Strike by McGill support workers delays Edward Snowden talk
Students and others interested in social justice chanted "Let us in!" as they waited in line to attend a videoconference Wednesday evening on internet surveillance.
Hundreds of people were lined up to hear a talk given by noted whistleblower and former NSA contractor Edward Snowden.
The room where the conference was to take place can only seat 600, and it's estimated that more than 1,000 people were in line
However a protest by striking McGill support staff workers delayed the start of the talk.
1,500 members of the Association of McGill University Support Employees (AMUSE), who would normally be organizing conferences such as this one, are on strike.

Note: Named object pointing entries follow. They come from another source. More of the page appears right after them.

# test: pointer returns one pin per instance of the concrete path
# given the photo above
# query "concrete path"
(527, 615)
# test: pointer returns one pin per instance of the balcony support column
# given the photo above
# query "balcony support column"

On social media AMUSE denied they were blocking doors and said the delay in letting people inside was actually caused by organizers.
we are not blocking doors; we are delaying entrance to explain strike and ask ppl not to break picket. then ppl are free to enter.— AMUSE HQ (@AMUSE_PSAC) November 2, 2016
But striking employees on site told CTV Montreal they were delaying the start of the videoconference as they asked people not to cross their picket line.
Wednesday's conference was organized by volunteers who had to scramble to find overflow rooms when the crowd waiting to hear from Snowden swelled.
AMUSE is asking for a $15/hour minimum wage, stable employment, and more.